Having inherited his estate, all went merrily with me for years. The idea of detection never obtruded itself. Of the remains of the fatal taper I had myself carefully disposed, nor had I left the shadow of a clue by which it would be possible to convict or even to suspect me of the crime.

It is inconceivable how rich a sentiment of satisfaction arose in my bosom as I reflected upon my absolute security. For a very long period of time I reveled in this sentiment. It afforded me, I believe, more real delight than all the mere worldly advantages accruing from my sin.

There arrived at length an epoch, after which this pleasurable feeling took to itself a new tone, and grew, by scarcely perceptible gradations, into a haunting and harassing thought — a thought that harassed because it haunted.

I could scarcely get rid of it for an instant. It is quite a common thing to be thus annoyed by the ringing in our ears, or memories, of the burden of an ordinary song, or some unimpressive snatches from an opera. Nor will we be the less tormented though the song in itself be good, or the opera-air meritorious. In this manner, at last, I would perpetually find myself pondering upon my impunity and security, and very frequently would catch myself repeating, in a low, under-tone, the phrases “I am safe — I am safe.”

One day, while sauntering listlessly about the streets, I arrested myself in the act of murmuring, half aloud, these customary syllables. In a fit of petulance at my indiscretion I remodeled them thus: — “I am safe — I am safe — yes, if I do not prove fool enough to make open confession.”

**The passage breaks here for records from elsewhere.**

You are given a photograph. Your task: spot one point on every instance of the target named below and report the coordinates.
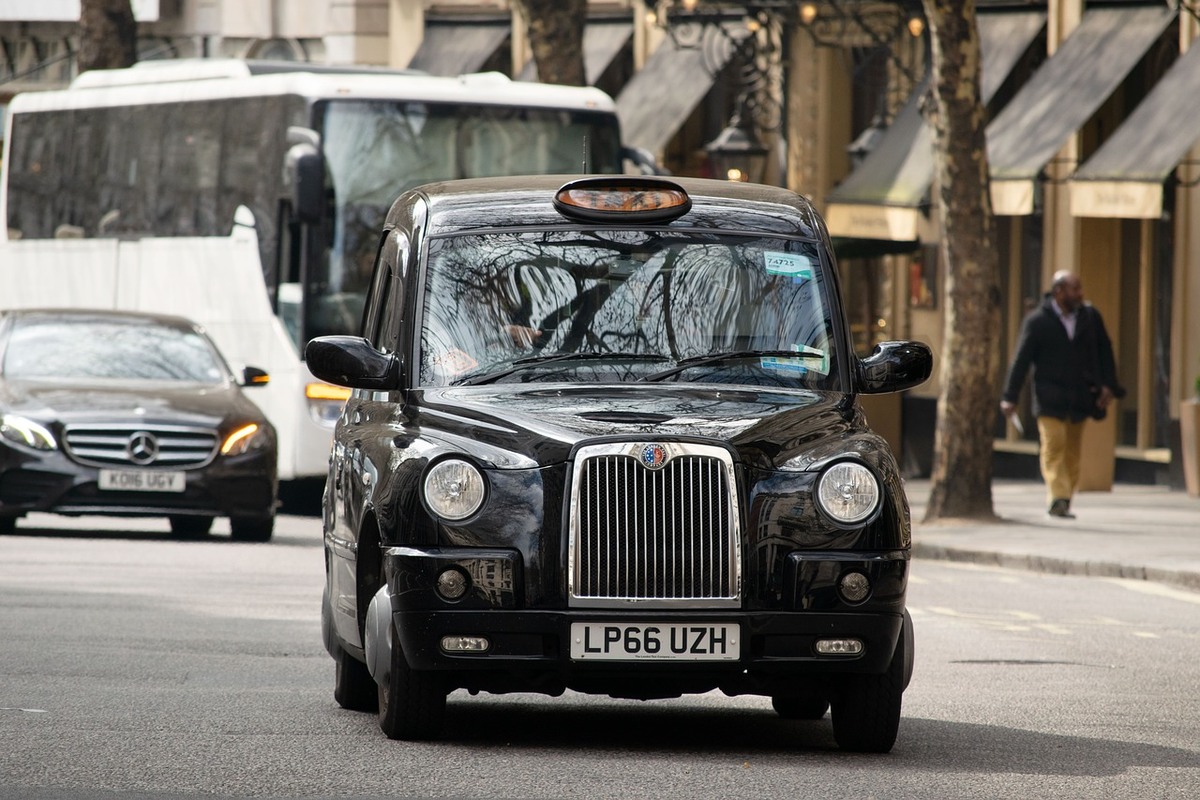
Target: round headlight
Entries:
(847, 492)
(454, 489)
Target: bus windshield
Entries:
(375, 150)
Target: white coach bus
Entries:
(249, 197)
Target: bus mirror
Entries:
(643, 160)
(306, 172)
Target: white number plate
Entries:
(141, 480)
(655, 641)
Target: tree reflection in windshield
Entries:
(109, 349)
(493, 300)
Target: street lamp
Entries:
(737, 154)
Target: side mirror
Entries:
(306, 173)
(642, 158)
(255, 377)
(352, 361)
(894, 366)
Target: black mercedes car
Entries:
(605, 437)
(130, 414)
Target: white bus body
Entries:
(136, 232)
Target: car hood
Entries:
(149, 402)
(519, 426)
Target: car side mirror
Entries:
(894, 366)
(255, 377)
(352, 361)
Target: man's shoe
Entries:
(1061, 509)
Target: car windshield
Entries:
(46, 348)
(625, 305)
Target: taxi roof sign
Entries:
(622, 199)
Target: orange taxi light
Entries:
(324, 391)
(622, 198)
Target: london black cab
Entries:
(604, 437)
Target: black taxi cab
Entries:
(605, 437)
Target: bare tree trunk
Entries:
(970, 367)
(108, 35)
(556, 35)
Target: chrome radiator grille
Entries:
(657, 536)
(131, 445)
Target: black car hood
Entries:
(175, 403)
(543, 423)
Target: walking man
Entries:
(1074, 378)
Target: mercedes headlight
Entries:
(454, 488)
(245, 439)
(23, 431)
(847, 492)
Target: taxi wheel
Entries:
(354, 689)
(190, 527)
(867, 710)
(412, 704)
(252, 529)
(805, 707)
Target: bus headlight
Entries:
(847, 492)
(454, 489)
(23, 431)
(243, 440)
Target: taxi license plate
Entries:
(655, 642)
(141, 480)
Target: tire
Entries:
(354, 689)
(252, 529)
(190, 527)
(805, 707)
(867, 710)
(412, 704)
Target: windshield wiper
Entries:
(533, 361)
(733, 355)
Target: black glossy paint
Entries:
(523, 437)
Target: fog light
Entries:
(839, 647)
(855, 587)
(463, 644)
(453, 583)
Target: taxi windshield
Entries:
(623, 306)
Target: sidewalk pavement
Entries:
(1147, 533)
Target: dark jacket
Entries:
(1067, 373)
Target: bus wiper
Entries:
(733, 355)
(532, 361)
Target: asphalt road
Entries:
(133, 666)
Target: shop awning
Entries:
(603, 40)
(882, 198)
(454, 48)
(660, 97)
(1062, 95)
(1125, 178)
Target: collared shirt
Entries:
(1068, 320)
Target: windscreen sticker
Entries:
(797, 266)
(808, 360)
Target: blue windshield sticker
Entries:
(808, 359)
(798, 266)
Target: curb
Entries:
(1189, 581)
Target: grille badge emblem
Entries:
(653, 456)
(143, 447)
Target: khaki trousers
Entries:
(1061, 444)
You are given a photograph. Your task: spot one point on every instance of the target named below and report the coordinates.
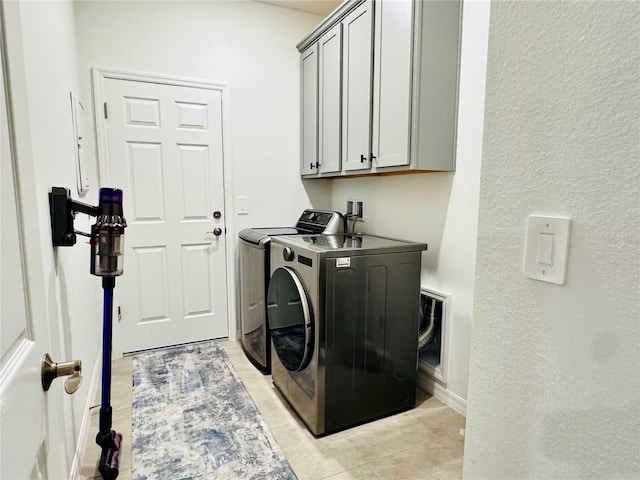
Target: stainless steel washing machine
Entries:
(254, 278)
(343, 316)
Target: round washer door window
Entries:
(290, 319)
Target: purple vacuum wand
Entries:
(107, 249)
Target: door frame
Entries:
(99, 75)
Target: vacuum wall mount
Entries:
(107, 249)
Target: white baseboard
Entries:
(435, 388)
(86, 419)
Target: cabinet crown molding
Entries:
(327, 23)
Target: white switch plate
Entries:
(547, 248)
(242, 205)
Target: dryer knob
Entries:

No sooner had I uttered these words, than I felt an icy chill creep to my heart. I had had (long ago, during childhood) some experience in those fits of Perversity whose nature I have been at so much trouble in explaining, and I remembered that in no instance had I successfully resisted their attacks. And now my own casual self-suggestion — that I might possibly prove fool enough to make open confession — confronted me, as if the very ghost of him I had murdered, and beckoned me on to death.

At first I made a strong effort to shake off this nightmare of the soul. I whistled — I laughed aloud — I walked vigorously — faster and still faster. At length I saw — or fancied that I saw — a vast and formless shadow that seemed to dog my footsteps, approaching me from behind, with a cat-like and stealthy pace. It was then that I ran. I felt a wild desire to shriek aloud. Every succeeding wave of thought overwhelmed me with new terror — for alas! I understood too well that to think, in my condition, was to be undone. I still quickened my steps. I bounded like a madman through the crowded thoroughfares. But now the populace took alarm and pursued. Then — then I felt the consummation of my Fate. Could I have torn out my tongue I would have done it. But a rough voice from some member of the crowd now resounded in my ears, and a rougher grasp seized me by the arm. I turned — I gasped for breath. For a moment I experienced all the pangs of suffocation — I became blind, and deaf, and giddy — and at this instant it was no mortal hand, I knew, that struck me violently with a broad and massive palm upon the back. At that blow the long-imprisoned secret burst forth from my soul.

They say that I spoke with distinct enunciation, but with emphasis and passionate hurry, as if in dread of interruption before concluding the brief but pregnant sentences that consigned me to the hangman and to Hell.